Our Technology | Bioproduction
Our proprietary technology includes genetic sequences which, when placed in cells, allow the resulting transformed cells to fend off a variety of stresses that occur in the bioproduction process. This will enable these cells to produce more product (ethanol, enzyme, or pharmaceutical) than comparable cells lacking this genetic sequence.
We are targeting the production of fuel ethanol as our first application of this technology.
Fuel ethanol is produced by the fermentation of a carbohydrate substrate by yeast cells. In this process, yeast is severely inhibited in reaching its full productive potential by a variety of stresses including rising alcohol concentration, low pH, high temperature, bacterial contamination, and dissolved chemicals. We believe that yeast transformed with our genetic sequence will be able to fend off the effects of these stresses, enabling the yeast to maximize its ability to produce alcohol.
As a prelude to testing our sequences in the production of fuel ethanol, we subjected yeast transformed with several of our sequences to the surrogate stress of hydrogen peroxide (H2O2), which is highly toxic to living cells. In the following three examples, we show yeast transformed with our sequence iDi-032 tested against control yeast not containing the sequence. We demonstrated, as a base line, that yeast containing the iDi-032 gene grows at the same rate and produces relatively the same number of cells over a 48-hour time course as does the control yeast when there is no peroxide stress applied.
Yeast Cells Not Stressed with H2O2
When the experiment was repeated under the influence of 5mM H2O2, growth of both cell cultures was suppressed during the first 24 hours and then grew to different levels in the next 24 hours with the iDi-032 transformed cells growing to a cell count roughly 3x higher than the controls. During the first 24 hours, cell growth is highly suppressed in both cases because the peroxide was killing all inferior cells. Only the fittest cells survived the first 24 hours and they then went on to populate the culture during the next 24 hours. iDi-032 cells showed greater resistance to H2O2 during the first 24 hours and thus were able to out grow control cells over the next 24 hours.

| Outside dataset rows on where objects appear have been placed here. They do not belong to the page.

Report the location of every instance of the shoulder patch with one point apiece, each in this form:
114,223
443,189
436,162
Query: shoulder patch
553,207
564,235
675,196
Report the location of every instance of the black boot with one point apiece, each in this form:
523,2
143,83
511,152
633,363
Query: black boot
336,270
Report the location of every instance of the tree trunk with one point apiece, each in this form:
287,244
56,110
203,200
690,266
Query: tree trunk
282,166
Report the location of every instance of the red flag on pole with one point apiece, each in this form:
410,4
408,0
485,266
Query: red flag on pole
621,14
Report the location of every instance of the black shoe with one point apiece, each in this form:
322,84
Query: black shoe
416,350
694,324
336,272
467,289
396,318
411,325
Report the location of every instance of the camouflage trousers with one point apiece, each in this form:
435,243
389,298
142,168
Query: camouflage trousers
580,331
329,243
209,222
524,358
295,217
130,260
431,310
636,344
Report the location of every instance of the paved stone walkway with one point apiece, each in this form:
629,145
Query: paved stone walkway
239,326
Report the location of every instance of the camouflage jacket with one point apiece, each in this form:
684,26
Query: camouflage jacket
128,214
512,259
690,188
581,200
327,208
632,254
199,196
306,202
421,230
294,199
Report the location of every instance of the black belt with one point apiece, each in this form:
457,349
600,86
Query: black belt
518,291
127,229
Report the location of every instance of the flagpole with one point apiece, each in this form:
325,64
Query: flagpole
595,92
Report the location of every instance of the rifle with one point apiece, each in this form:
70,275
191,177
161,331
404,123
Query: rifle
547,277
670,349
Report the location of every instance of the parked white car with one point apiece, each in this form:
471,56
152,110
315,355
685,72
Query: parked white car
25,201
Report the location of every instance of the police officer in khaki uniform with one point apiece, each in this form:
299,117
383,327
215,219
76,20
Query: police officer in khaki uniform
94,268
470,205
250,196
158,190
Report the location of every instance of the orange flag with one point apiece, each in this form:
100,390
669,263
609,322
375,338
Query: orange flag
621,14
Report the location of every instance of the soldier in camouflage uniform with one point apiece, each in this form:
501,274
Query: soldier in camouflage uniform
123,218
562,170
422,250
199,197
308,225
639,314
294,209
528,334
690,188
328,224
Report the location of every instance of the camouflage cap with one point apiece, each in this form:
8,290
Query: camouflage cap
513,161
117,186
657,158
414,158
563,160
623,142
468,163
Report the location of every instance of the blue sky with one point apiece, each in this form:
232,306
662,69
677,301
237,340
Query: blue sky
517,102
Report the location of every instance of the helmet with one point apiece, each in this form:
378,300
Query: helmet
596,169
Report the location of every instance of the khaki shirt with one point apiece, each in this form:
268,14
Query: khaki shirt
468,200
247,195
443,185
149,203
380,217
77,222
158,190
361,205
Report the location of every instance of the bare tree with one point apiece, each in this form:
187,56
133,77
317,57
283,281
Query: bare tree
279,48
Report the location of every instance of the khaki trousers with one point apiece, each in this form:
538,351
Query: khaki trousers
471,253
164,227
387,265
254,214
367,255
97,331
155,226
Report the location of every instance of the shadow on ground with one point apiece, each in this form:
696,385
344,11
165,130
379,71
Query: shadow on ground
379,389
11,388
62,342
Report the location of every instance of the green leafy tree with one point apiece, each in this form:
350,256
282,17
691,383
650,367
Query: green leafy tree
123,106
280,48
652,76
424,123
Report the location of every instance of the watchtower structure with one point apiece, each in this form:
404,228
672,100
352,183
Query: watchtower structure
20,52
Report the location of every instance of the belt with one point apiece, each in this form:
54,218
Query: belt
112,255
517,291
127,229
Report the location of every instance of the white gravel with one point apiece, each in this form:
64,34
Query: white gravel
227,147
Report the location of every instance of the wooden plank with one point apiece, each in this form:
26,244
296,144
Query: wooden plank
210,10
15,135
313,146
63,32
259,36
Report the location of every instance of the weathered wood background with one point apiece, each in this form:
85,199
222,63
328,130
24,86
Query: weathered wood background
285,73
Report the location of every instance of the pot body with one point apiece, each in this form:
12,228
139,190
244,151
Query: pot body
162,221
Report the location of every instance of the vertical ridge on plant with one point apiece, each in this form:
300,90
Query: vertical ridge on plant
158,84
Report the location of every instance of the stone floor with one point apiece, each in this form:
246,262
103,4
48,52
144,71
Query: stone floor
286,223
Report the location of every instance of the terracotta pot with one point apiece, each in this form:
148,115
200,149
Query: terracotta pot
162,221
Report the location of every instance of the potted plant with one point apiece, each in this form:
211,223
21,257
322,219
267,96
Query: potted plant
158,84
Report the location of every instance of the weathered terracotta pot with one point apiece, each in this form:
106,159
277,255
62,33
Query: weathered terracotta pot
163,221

Yeast Cells Stressed with 5mM H2O2
Repeating the experiment with 7.5mM H2O2 demonstrated that this level of stress was too great for any of the cells to overcome over the full duration of the experiment. However, it is interesting to note that even at greatly diminished levels during the first 6 hours, the cells containing the iDi-032 gene again outperformed the control cells.
Yeast Cells Stressed with 7.5mM H2O2
Based on these experiments, we are now optimizing the expression cassette used to drive our inserted genetic sequence. Once this is completed, we will test yeast transformed with several of our sequences to produce fuel ethanol at the lab bench level, and at 2- and 5-liter bioreactor levels. It is anticipated that this work will be completed in 2007. At that point, it will be ready to test under larger scale manufacturing conditions.